One of the treatment strategies includes the use of engineered viral vectors – carriers of an infectious agent between organisms of a different species – in which the native DNA is replaced with a functional sequence of the target gene. These vectors use the virus’s natural ability to enter cells to deliver the correct gene sequence, thereby restoring normal function. “Many gene therapies utilize AAVs to introduce therapeutic genetic material into target cells, and AAV-based gene therapy for hearing loss is currently in clinical trials, showing promising early results,” Avraham continued.

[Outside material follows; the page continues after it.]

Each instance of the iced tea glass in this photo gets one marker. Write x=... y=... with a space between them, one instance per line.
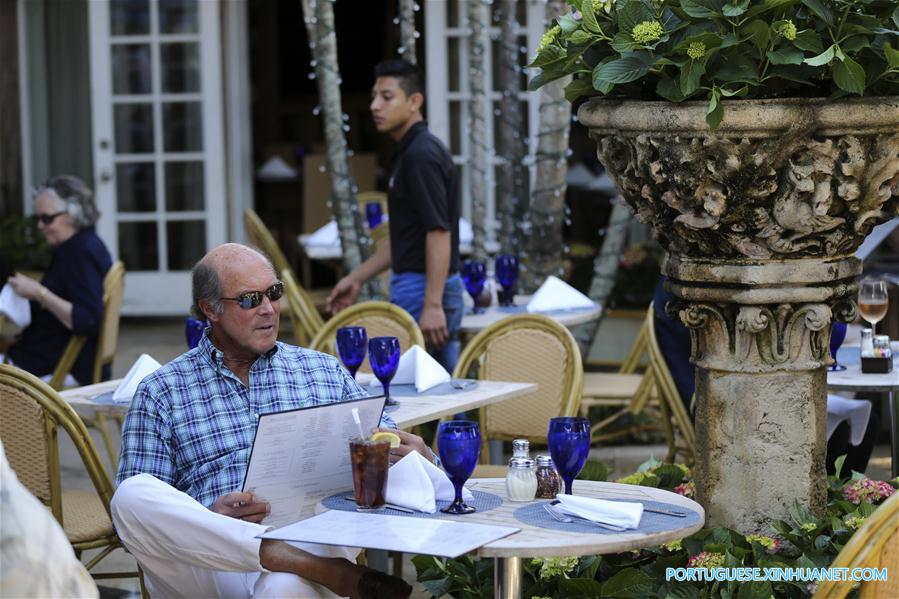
x=369 y=460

“Over half of congenital cases are caused by genetic factors. In this study, we aimed to investigate an effective gene therapy for these cases using an approach that has not been applied in this context before,” she said.
Hahn added, “Gene therapy has emerged as a powerful therapeutic approach in recent years and is now being applied to a range of genetic disorders, including spinal muscular atrophy (SMA) well as in cancer immunotherapy approaches such as CAR T-cell therapy.”
The researchers used an advanced, structurally optimized version of the AAV vector, the self-complementary AAV – a modified viral vector used in gene therapy that carries a double-stranded DNA genome.
They found that this vector achieved faster and more efficient transduction of hair cells – the process by which mechanical vibrations are converted into electrical signals in the inner ear –compared to traditional AAV methods, thus it requires a lower dose to achieve a similar therapeutic effect. In treated animal models, this approach prevented hair-cell degeneration and preserved normal hearing and balance.
“These findings highlight the potential of self-complementary AAVs to reduce dose requirements, minimize toxicity, and broaden clinical use of inner-ear therapies. We expect that these findings will pave the way for developing gene therapies to treat a wide range of genetically caused hearing disorders,” Avraham said.